We produce great writers, but on the whole, we’re not good readers. And today our schoolchildren’s reading scores reflect that reality.
Our legacy of entrenched poverty, a byproduct of a feudal economic system that for most of our state’s history discouraged both educational achievement and personal initiative, haunts efforts to improve our literacy. Yet nothing is more important in overcoming that legacy than improving the reading comprehension skills of our children – and of the adults who fell through the cracks early in life and still struggle with a literacy handicap.
When Daily Journal education reporter Chris Kieffer first envisioned the project we’re calling “The State of Our Schools,” he saw it as focused on the whole question of literacy, broadly defined. We branched out as it became clear that while the ability to read and to understand what is read is the foundation for all learning, so many factors come into play in affecting that ability. We decided our year-long education series should be a broader examination of those factors and historical realities.
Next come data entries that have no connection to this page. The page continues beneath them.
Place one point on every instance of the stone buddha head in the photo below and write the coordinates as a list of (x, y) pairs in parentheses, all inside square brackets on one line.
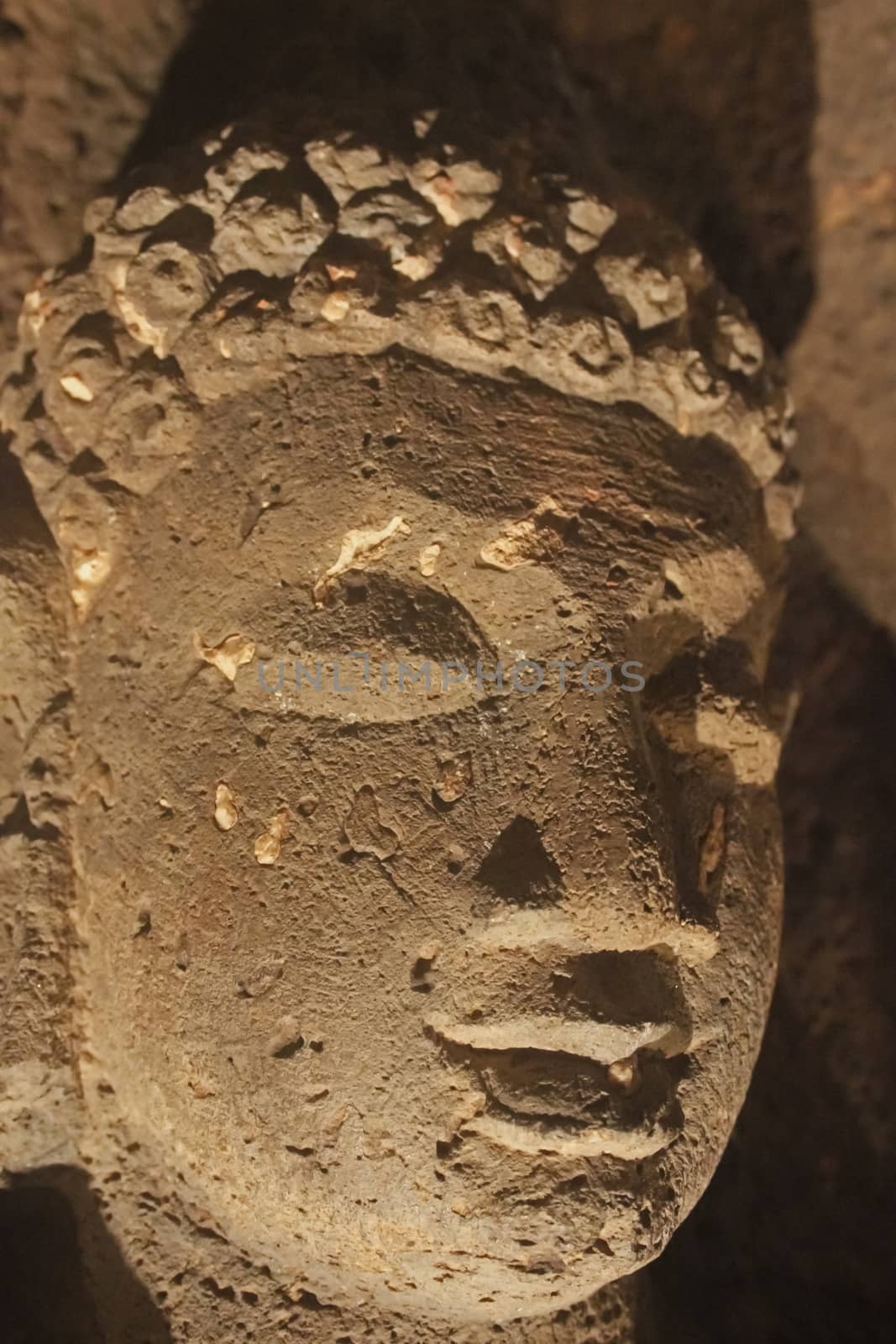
[(425, 541)]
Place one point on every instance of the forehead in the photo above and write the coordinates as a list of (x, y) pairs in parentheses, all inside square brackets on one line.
[(345, 440)]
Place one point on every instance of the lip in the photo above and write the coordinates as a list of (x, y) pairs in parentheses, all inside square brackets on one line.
[(577, 1089)]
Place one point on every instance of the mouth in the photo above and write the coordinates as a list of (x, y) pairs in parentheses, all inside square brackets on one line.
[(570, 1088)]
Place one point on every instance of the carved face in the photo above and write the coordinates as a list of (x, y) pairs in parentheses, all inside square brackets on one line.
[(449, 994)]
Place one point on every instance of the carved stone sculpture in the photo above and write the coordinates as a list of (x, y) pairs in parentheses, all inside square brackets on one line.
[(421, 504)]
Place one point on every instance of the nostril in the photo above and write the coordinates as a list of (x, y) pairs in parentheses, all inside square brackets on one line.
[(517, 869)]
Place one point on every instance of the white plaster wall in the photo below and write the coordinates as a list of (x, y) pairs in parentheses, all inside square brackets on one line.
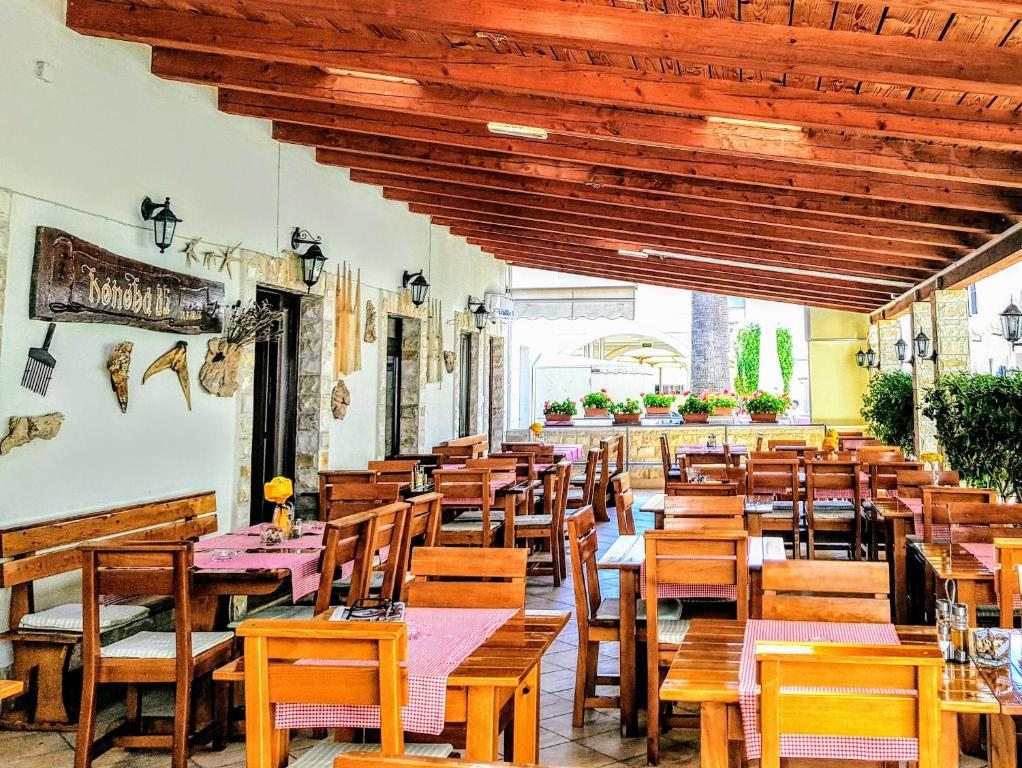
[(80, 153)]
But no monthly installment of “The State of Our Schools” will be as expansive as the one on literacy that we begin today. That’s because improved literacy is so basic to any hope of educational advancement in Mississippi.
Today’s story is an overview that looks at where we are in Mississippi, which is what we’re trying to do in this series that began in December: provide an honest assessment of where our state stands in educating its children. Only in clearly acknowledging our weaknesses can we begin the long process of overcoming them.
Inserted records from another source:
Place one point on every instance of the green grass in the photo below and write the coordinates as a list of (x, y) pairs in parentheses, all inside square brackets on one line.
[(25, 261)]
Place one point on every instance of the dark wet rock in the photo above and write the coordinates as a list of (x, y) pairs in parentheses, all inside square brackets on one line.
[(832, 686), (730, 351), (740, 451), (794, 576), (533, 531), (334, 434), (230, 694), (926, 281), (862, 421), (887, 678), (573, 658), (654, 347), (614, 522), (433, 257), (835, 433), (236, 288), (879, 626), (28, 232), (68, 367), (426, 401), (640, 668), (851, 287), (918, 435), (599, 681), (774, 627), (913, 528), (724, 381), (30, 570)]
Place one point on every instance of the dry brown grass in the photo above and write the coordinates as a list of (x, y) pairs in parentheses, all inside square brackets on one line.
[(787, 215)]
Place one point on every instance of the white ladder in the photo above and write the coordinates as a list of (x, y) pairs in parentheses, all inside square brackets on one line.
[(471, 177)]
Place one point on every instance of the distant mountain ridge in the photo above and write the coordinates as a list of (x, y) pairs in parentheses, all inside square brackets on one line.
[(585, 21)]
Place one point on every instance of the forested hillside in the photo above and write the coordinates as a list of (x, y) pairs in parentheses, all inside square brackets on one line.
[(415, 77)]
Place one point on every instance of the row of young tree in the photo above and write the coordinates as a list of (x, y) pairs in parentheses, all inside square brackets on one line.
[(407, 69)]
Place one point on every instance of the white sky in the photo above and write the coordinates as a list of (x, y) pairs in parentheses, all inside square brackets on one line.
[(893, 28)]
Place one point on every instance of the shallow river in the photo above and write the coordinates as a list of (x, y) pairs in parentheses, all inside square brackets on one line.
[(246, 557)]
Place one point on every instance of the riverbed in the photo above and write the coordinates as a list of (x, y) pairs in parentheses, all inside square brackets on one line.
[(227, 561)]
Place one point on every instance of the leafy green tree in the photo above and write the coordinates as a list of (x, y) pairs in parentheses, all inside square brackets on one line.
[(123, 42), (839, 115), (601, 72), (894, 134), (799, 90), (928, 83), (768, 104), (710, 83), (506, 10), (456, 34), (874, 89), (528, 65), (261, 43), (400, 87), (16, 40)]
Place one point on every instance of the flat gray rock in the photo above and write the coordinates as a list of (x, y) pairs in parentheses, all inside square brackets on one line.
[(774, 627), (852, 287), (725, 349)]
There will be four additional days of stories, with this installment of “The State of Our Schools” concluding Thursday.
Efforts to improve reading in Mississippi schools are nothing new. Yet none of them have been sustained over time, and nothing has moved the needle on a large scale.
Monday we’ll examine small-scale but encouraging successes in the Mississippi Delta and other poor and underperforming areas. We’ll also look back at a program funded by this newspaper that made a huge difference four decades ago in Lee County schools but that couldn’t replicate that success when it went statewide and veered from its original course.
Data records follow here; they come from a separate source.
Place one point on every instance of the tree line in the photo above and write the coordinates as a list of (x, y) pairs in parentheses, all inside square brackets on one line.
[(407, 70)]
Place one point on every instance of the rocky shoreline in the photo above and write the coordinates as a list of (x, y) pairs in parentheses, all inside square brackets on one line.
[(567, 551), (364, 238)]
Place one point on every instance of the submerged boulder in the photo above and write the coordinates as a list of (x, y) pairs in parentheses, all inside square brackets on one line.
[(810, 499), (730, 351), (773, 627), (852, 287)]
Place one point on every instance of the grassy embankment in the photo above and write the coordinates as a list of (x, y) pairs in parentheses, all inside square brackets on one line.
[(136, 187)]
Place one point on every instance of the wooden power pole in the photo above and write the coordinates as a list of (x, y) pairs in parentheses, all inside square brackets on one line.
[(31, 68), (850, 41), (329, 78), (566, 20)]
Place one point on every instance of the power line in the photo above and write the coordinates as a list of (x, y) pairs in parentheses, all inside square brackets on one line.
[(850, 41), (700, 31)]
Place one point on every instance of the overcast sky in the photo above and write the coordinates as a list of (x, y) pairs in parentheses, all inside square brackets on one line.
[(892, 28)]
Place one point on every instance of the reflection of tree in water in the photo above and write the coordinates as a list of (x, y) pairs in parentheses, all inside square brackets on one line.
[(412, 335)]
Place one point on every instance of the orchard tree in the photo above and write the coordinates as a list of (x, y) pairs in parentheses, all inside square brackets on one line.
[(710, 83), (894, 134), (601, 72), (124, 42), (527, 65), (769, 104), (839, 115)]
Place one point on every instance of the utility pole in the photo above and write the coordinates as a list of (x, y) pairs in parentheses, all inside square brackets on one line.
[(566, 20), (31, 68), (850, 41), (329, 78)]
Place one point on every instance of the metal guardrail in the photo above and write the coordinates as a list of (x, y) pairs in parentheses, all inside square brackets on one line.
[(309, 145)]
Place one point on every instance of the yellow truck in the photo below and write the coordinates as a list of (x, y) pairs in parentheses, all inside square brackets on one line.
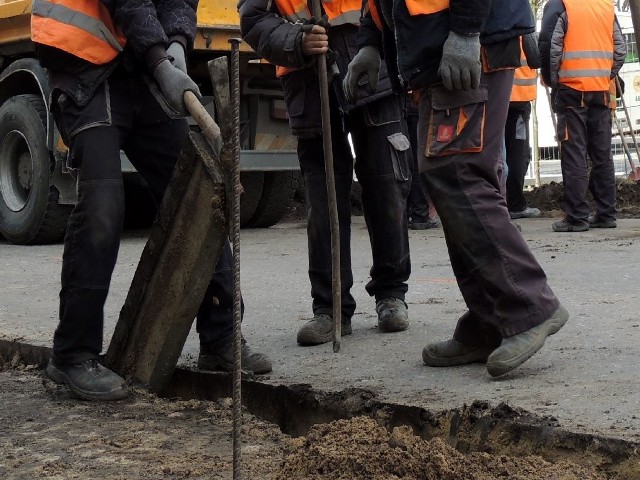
[(37, 191)]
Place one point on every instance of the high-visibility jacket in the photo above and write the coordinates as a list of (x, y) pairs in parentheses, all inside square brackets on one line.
[(525, 81), (587, 57), (84, 29), (339, 12)]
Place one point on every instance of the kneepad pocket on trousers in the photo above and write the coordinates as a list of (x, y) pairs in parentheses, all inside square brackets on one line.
[(456, 121)]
On Tuesday, we’ll see how teachers teach reading is changing and what the Legislature and governor are poised to do to require reading at grade level before third and seventh graders are promoted.
Wednesday’s stories will examine a harsh reality of our literacy and educational underachievement problem: crime and incarceration. Mississippi Corrections Commissioner Chris Epps gives us a candid assessment of the role that low levels of literacy play in filling our prisons, and we’ll visit with former inmates who got their lives back on track by returning to school.
Thursday we’ll look at adults who never went to prison but who struggled through life without the literacy skills they needed, and who are now giving it another go.
As with other portions of this series, we don’t suggest we’ve got all the answers, and no one we’ve interviewed claims there are any easy solutions. But elevating awareness is a necessary step to committing, for the long haul, to finding what can work and then sticking with it.
We haven’t done that yet in Mississippi. It’s time.